東京三会建築会議の「処分適正化」「処分問題の改善要望」への活動もあり、建築士法第10条の2の改正につながっている事を知りました。役員の方々が常日頃建築士の為に活動されている事に敬意を表したいと思います。

平成28年度第1回の建築士の懲戒処分は、今年業務停止処分を受けたA指定確認検査機関と、かってA社に所属した4人の確認検査員に関わる物件だと聞いています。いずれも指定確認検査機関から確認済証及び検査済証の交付を受けた物件であり、済証を交付した指定確認検査機関に対する国土交通省の監査で違反設計部分が発見され、それに係つた設計者=建築士の処分となっています。

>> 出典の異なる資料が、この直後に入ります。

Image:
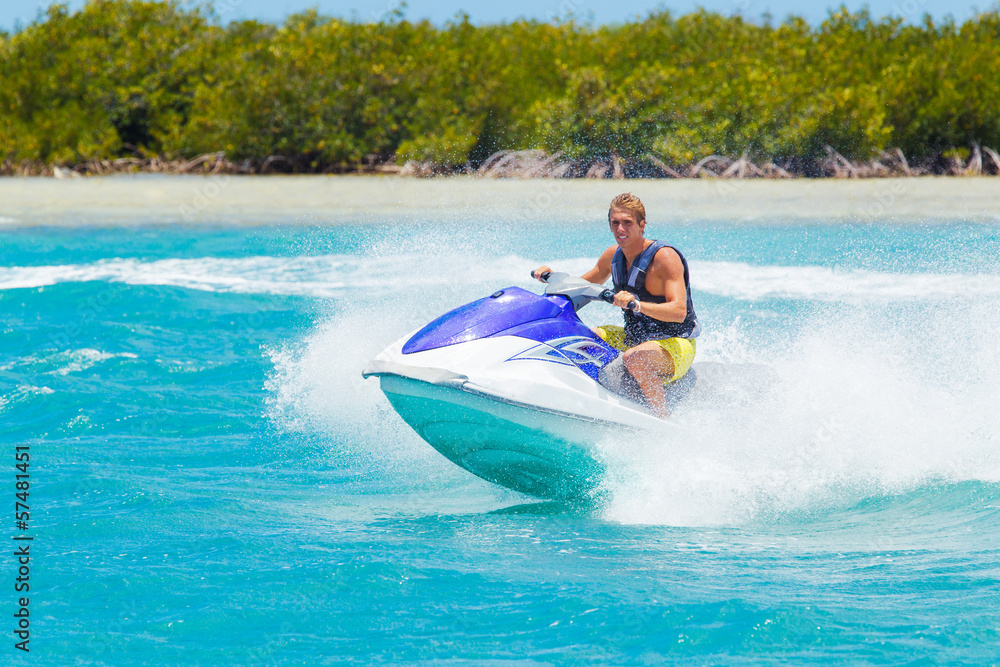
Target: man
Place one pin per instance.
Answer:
(658, 338)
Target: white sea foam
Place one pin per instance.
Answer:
(327, 276)
(867, 404)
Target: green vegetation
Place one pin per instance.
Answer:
(147, 78)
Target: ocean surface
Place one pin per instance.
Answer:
(212, 481)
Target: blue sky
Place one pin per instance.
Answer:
(599, 11)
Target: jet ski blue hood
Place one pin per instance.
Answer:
(508, 312)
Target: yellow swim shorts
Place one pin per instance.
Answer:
(681, 350)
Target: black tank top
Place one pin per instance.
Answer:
(638, 327)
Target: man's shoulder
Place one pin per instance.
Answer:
(668, 260)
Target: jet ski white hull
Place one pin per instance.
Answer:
(501, 410)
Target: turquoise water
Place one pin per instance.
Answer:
(212, 482)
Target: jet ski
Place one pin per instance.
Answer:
(515, 388)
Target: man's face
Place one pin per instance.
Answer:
(624, 227)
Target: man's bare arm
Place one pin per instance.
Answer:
(666, 272)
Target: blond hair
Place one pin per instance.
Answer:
(629, 202)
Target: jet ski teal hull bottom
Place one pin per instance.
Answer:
(543, 454)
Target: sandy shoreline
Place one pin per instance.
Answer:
(344, 199)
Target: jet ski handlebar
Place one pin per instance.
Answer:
(577, 290)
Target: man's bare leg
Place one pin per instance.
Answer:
(649, 364)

もともと建築基準法第6条の2第6項には、下記のように記載されています。

『6   特定行政庁は、前項の規定による確認審査報告書の提出を受けた場合において、第1項の確認済証の交付を受けた建築物の計画が建築基準関係規定に適合しないと認めるときは、当該建築物の建築主及び当該確認済証を交付した同項の規定による指定を受けた者にその旨を通知しなければならない。この場合において、当該確認済証は、その効力を失う。』
*
指定確認検査機関が交付した建築確認済証や工事完了検査済証は、絶対的な「正」ではなく、事後に覆ることがあるということは指定確認検査機関制度が出来たときからの問題でした。このことを話すと、未だに知らない建築士がいることに逆に驚きを感じます。
*
設計者が指定確認検査機関と付き合う時の基本的スタンスは、「全幅の信頼」を持つことではなく、基準法の取扱いが難しい場合は、あくまでも特定行政庁と指定確認検査機関の相互の見解を聴くようにして設計者自らが判断することが必要だと思います。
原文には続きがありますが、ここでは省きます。